In Turkey, Europe’s new trash can, recycling plastic is seriously damaging health and the environment
Since China decided not to be the world’s trash can anymore and to ban the import of plastic waste in 2018, Turkey has become the first destination for waste from the European Union (EU). In 2020 and 2021, it received around half of the plastic waste that the Twenty-Seven do not process on their own territory. Between 2016 and 2020, imports jumped by more than 1,200% to now reach around 450,000 tonnes per year.
The non-governmental organization (NGO) Human Rights Watch (HRW) has investigated the health and environmental consequences of this plastic recycling boom in Turkey, a country which is already struggling to absorb its own waste, estimated at around 5 million tonnes per year. year. “It’s as if they were poisoning us” : in a report published Wednesday, September 21, HRW is sounding the alarm. Respiratory problems, severe headaches, skin diseases, lack of protective equipment, limited or non-existent access to medical treatment, child labor… Throughout the 88 pages, the NGO draws up a catastrophic inventory. It concerns both local residents and workers in these recycling facilities, who are often recruited from among the most precarious populations (refugees, irregular migrants).

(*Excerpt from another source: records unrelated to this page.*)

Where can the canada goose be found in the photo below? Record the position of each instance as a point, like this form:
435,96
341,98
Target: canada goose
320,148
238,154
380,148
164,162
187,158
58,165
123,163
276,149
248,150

According to data from the Turkish Ministry of Environment, Turkey has more than 1,800 recycling facilities across the country. HRW conducted its investigations in Istanbul (12% of installations) and Adana (9%). A southern city of 2 million inhabitants, Adana is the capital of plastic recycling. Located near the port of Mersin, on the Mediterranean, this is where nearly half of the imports of this type of waste land.
Recycling involves several steps. The vast majority of plastic is collected by an army of “collectors”, estimated at 500,000 people, who criss-cross the streets of the country on foot or by bicycle. The waste is then crushed, washed, melted at high temperature, then transformed into pellets. This transformation process is the source of the emission of many toxic pollutants. Some facilities visited by HRW were obviously not suitable. Thus of this factory in Adana without window or ventilation system: “The facility was filled with thick smoke and the floors covered in black, oily dust with a meter-high pile of ash and dust. » Neither the workers nor the owner were wearing any protective gear.